Our research demonstrated that TGF-beta triggers a signal that represses insulin. In our studies, we found that blocking this signal protects mice from obesity and diabetes. It also protected mice from developing the fatty liver that often accompany these conditions. Our findings suggest that modulating TGF-beta might treat these conditions.
Insulin-releasing beta cells
The cell cycle involves an enzyme called Cdk4. Our research shows that this enzyme regulates beta cell mass. The beta cell’s sensitivity to Cdk4 suggests potential diabetes therapies. Our group is investigating the molecular pathways that increase beta cell mass and function.

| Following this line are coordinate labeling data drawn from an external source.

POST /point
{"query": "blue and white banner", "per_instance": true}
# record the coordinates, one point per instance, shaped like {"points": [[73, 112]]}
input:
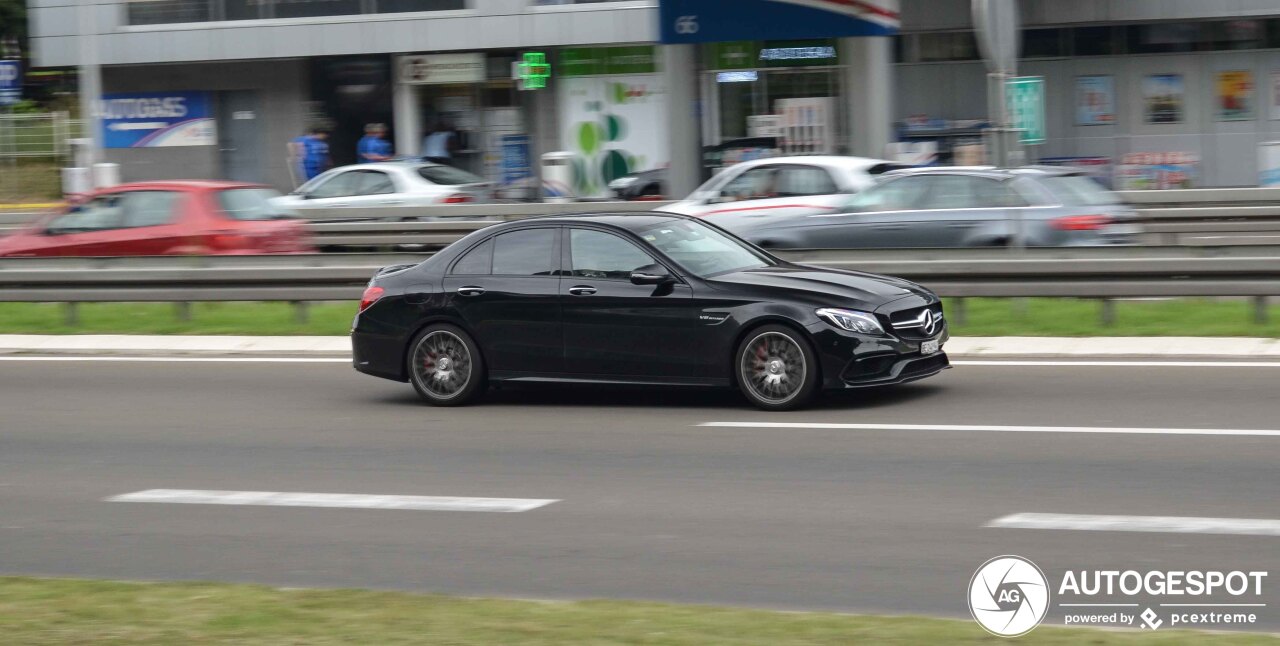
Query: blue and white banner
{"points": [[158, 119], [10, 82], [721, 21]]}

Glucose regulation and energy homeostasis
Glucose is the main sugar that passes through the gut and into the bloodstream. When an individual has blood glucose (blood sugar) levels that are above the normal range, they are at risk for or have diabetes. Homeostasis is the ability to maintain a constant internal environment in response to environmental changes.
We study how cell cycle regulators influence both glucose tolerance and homeostasis. We compare cell cycle molecules and biological pathways in obesity and diabetes. To do this, we use mouse models with mutations. Initial findings suggest that multiple cell cycle genes help modulate energy balance. We are testing the role of these molecules in regulating the growth, development and function of organs that regulate glucose levels.